In der Sudder Street dreht sich alles um die Touristen. Die Bettler, die Dealer, die Rikschafahrer wollen ihren Teil vom großen Los, das andere qua Geburt gezogen haben. Im Curd Corner wird westliches Frühstück serviert. Es gibt Müsli, Toast mit Marmelade und Eier. Das Spanish Café zieren vollgekritzelte Wände. Euphorisierte junge Inder spielen Jenga. Das Personal ist abgeklärt freundlich – es fehlt jegliche Atmosphäre. Die Sudder Street ist ermüdend. Sie wirkt ausgelaugt. Das vibrierende, bunte, lebendige Indien findet woanders statt.

Sudder Street, Kolkata, Indien

Rikscha-Wallahs und das Elend der Stadt

Am westlichen Ende der Sudder Street öffnen improvisierte Küchen auf dem Bürgersteig. Currys brodeln über selbst gebauten Feuerstellen. Ein paar Holzbänke stehen unter bunten Sonnenschirmen. Hier gibt es das günstigste Essen in ganz Kolkata – Tandoori Roti, Paneer Masala, Aloo Gobi. Jeden Morgen sind die Holzbänke bis auf den letzten Platz belegt.
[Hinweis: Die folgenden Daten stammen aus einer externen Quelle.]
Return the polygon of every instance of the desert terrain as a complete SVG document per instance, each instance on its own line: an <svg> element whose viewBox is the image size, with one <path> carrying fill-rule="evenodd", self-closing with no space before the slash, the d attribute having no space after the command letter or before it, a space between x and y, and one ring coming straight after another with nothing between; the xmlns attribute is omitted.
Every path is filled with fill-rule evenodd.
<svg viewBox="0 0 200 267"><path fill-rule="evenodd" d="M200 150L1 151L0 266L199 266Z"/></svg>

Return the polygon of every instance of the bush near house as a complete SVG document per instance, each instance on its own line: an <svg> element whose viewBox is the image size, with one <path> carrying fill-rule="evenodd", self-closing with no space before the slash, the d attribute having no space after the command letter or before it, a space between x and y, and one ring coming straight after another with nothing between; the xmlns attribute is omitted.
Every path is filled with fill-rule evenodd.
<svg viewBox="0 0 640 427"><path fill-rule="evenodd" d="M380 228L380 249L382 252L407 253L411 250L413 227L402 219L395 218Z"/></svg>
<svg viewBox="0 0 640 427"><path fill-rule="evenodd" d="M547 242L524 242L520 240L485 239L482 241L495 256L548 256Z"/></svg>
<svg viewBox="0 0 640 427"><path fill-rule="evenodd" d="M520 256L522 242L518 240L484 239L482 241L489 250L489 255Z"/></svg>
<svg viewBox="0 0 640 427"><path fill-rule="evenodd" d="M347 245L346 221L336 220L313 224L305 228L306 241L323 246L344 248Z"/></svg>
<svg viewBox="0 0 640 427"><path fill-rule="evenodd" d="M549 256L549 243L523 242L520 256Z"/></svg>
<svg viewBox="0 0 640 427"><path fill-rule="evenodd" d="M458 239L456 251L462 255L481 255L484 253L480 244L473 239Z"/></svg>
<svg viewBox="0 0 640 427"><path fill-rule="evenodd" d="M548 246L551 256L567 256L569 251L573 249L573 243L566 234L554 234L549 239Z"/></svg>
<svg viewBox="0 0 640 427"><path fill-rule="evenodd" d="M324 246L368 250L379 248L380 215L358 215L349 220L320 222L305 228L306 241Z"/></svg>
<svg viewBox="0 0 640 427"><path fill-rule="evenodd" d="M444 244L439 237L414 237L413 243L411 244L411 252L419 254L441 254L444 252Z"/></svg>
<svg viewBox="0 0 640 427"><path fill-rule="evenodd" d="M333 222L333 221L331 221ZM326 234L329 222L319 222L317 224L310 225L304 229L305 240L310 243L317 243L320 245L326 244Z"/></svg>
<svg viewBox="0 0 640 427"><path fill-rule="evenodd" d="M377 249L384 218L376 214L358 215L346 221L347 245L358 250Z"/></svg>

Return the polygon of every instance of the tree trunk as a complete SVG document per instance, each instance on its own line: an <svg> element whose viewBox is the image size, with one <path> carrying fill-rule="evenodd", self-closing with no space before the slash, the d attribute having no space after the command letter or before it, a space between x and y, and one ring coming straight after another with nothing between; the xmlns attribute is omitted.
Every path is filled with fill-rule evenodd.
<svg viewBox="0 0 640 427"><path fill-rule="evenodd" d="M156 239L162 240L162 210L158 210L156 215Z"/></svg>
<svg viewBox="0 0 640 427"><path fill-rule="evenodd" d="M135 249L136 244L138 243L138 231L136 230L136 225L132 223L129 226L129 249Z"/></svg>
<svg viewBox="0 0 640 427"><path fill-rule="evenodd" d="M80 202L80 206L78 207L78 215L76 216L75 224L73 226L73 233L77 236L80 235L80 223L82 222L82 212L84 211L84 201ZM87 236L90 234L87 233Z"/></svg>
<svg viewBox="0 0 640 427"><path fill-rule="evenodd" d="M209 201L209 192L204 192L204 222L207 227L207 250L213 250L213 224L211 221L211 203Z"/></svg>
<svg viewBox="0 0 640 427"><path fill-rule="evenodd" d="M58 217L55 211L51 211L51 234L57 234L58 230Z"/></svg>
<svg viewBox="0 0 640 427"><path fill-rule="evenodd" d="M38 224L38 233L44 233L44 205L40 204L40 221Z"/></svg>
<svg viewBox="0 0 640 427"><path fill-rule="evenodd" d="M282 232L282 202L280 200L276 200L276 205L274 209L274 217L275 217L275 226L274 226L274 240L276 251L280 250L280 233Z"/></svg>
Rikschafahrer und Tagelöhner, Zeitungsverkäufer, Ladenbesitzer und Rucksackreisende starten hier in den Tag. Frauen waschen Geschirr in der Gosse an einer öffentlichen Pumpe. Kleinkinder krabbeln um ihre Beine. Auf dem Gehweg haben sie ihr Zuhause eingerichtet. Eine Heimat aus Holzverschlägen und Plastikplanen. Dahinter erhebt sich die koloniale Pracht des indischen Nationalmuseums.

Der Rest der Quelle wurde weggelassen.